Gesundheit

Pflegealltag im Christlichen Krankenhaus Quakenbrück

Morgens um sechs Uhr beginnt die Schicht. Im Christlichen Krankenhaus Quakenbrück starten Pflegekräfte wie Silke Witte und Emily Huge ihren Dienst. Kein Tag gleicht dem anderen. Die Aufgaben reichen von medizinischen Tätigkeiten bis zur persönlichen Betreuung der Patienten.

Zwischen Medizin und Menschlichkeit

Pflege im Krankenhaus bedeutet weit mehr als das Verabreichen von Medikamenten. Verbandswechsel gehören ebenso zum Alltag wie die Grundpflege. Waschen, Lagern, Mobilisieren: Diese Aufgaben erfordern Kraft und Einfühlungsvermögen zugleich.

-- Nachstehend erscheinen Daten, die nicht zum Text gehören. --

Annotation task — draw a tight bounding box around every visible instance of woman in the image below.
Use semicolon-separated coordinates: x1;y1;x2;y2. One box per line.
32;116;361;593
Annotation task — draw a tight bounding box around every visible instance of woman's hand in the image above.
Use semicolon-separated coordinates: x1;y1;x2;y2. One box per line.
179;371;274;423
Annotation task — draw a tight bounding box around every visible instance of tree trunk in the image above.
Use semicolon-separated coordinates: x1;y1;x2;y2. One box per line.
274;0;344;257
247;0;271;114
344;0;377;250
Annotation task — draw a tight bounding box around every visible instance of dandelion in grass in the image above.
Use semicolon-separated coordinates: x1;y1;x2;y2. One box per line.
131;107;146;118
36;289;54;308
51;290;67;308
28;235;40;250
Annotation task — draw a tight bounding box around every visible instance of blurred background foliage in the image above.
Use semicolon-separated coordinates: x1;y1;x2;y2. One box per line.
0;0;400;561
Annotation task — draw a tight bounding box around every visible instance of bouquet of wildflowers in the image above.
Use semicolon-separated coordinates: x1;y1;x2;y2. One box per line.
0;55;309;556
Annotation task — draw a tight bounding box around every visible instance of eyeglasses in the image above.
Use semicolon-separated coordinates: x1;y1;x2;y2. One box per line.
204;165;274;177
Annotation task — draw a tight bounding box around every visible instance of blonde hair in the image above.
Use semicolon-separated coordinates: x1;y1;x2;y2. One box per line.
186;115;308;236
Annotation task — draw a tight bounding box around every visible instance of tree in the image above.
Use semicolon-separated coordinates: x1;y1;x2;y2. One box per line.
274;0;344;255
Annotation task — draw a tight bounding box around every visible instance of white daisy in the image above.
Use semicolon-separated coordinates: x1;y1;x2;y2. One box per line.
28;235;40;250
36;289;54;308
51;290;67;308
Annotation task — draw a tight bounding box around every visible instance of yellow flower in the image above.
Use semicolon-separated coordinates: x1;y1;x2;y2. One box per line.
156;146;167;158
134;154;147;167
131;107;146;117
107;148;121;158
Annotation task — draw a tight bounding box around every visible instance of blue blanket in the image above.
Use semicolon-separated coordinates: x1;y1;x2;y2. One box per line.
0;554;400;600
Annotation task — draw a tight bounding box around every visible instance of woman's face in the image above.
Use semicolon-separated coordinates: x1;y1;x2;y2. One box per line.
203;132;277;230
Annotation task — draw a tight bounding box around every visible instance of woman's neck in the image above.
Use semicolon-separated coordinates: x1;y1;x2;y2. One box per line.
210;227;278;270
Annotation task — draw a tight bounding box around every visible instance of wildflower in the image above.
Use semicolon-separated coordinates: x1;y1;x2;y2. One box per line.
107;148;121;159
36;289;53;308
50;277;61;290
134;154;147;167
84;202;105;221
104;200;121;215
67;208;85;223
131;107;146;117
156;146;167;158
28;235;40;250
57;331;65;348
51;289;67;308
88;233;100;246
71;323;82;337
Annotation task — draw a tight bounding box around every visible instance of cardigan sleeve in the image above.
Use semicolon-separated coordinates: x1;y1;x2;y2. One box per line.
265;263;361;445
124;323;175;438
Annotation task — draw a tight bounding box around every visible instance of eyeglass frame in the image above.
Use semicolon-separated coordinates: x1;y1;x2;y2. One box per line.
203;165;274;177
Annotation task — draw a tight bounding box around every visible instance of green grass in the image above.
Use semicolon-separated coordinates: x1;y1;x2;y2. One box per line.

Das Christliche Krankenhaus Quakenbrück ist eine Klinik mit interdisziplinärer Ausrichtung. Sie versorgt Patienten aus der gesamten Region Artland und darüber hinaus. Hochqualifiziertes Fachpersonal arbeitet dort in verschiedenen medizinischen Bereichen zusammen.

Pflegekräfte sind dabei die konstante Bezugsperson für die Patienten. Ärzte kommen und gehen. Die Pflege bleibt. Sie beobachtet Veränderungen am Patienten und meldet diese weiter. Diese Kommunikation ist ein zentraler Bestandteil der Arbeit.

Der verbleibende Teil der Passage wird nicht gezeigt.